Core Principle
Infrastructure as Code (IaC) is the practice of expressing infrastructure (cloud resources, machines, services, app configuration) as version-controlled, machine-readable files that a tool reconciles against the running system. The win is not “scripts in git.” It’s the plan/diff/apply loop: a human-readable preview of what changes, run by a tool that knows the current state.
The category is not one tool. It’s a stack of layers, each with different semantics, and most operational pain comes from using the wrong tool for a layer.
Why This Matters
The natural instinct is “pick one tool for everything.” Every layer has constraints that break that instinct:
| Layer | What it manages | Right tools |
|---|---|---|
| Cloud provisioning | VMs, networks, IAM, managed services | Terraform, OpenTofu, Pulumi, CDK |
| Machine config | OS, packages, services, files | Ansible, NixOS, Chef, Puppet, Packer + golden images |
| App API objects | Dashboards, realms, roles, policies | Terraform providers, Ansible modules, app’s own config-as-code |
| DB schema | Tables, columns, indexes, constraints | Atlas (Schema as Code), Flyway, Liquibase, ORM migrations |
| Reference data | Lookup rows, seed admins | App migration tool, idempotent bootstrap job |
| Environment fixtures | Demo users, test tenants | One-shot job (CLI, k8s Job), guarded by env check |
| Cluster state (k8s) | Workloads, CRDs, secrets | GitOps reconcilers (Argo CD, Flux), Helm, Kustomize |
The errors people make are predictable:
- Managing schema with Terraform (destroy-and-recreate is catastrophic for data)
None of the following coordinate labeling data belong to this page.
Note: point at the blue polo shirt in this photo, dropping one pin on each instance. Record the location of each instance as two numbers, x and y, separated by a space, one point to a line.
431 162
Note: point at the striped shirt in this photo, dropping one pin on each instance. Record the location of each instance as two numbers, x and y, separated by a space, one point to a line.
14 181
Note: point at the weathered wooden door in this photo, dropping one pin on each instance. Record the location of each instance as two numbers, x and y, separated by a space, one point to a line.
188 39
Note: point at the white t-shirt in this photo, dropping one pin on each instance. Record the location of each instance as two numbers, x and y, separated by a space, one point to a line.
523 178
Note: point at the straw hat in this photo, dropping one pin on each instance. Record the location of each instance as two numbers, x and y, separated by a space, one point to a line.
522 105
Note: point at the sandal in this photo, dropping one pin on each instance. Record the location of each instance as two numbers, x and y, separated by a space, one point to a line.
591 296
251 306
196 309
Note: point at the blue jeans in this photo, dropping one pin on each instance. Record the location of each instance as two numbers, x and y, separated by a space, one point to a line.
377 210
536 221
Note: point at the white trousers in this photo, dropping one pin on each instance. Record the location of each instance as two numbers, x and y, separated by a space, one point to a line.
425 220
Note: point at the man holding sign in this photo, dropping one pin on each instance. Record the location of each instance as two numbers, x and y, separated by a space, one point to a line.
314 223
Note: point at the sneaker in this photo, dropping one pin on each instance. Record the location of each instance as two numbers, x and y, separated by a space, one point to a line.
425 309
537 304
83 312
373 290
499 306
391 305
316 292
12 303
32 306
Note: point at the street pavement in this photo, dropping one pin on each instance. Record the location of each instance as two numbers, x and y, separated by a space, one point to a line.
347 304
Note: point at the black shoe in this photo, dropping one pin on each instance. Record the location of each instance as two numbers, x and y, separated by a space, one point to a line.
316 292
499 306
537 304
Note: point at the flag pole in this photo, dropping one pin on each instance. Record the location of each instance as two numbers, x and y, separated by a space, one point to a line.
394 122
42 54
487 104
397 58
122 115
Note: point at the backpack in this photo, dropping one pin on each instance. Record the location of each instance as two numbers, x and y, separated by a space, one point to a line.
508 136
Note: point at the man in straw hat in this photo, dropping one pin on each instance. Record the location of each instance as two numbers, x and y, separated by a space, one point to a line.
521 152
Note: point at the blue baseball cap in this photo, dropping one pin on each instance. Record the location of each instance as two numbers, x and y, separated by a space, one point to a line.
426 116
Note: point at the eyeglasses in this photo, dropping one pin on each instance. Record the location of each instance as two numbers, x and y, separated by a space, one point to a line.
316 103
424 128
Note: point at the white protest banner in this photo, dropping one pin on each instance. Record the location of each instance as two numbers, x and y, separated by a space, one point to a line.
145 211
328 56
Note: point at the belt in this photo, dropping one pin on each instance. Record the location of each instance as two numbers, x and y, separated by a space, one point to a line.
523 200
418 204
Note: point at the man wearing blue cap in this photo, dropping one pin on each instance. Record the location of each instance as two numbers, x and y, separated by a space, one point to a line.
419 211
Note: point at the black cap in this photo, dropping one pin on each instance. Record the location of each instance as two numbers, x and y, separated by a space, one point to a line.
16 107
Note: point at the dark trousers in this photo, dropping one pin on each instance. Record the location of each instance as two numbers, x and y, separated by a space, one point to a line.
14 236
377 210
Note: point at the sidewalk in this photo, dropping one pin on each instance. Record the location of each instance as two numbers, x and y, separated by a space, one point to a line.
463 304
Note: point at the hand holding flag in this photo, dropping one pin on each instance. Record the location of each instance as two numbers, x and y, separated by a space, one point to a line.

- Managing reference data with
null_resource+local-exec(no ordering, state confusion) - Co-owning the same object with two tools (drift loops forever)
- Baking mutable app state into a NixOS closure (closures are for the machine, not for app data)
Evidence/Examples
- Clean stack: Terraform provisions an RDS instance + networking + IAM. NixOS or Ansible configures the app servers. The app’s migration tool (Atlas, Flyway, Alembic) runs schema changes on deploy. A k8s Job seeds env-specific fixtures once.
- GitOps variant: Same layering, but Argo CD or Flux reconciles k8s manifests continuously, with Crossplane exposing cloud APIs as CRDs and operators (Strimzi, Zalando Postgres Operator) for app-level objects.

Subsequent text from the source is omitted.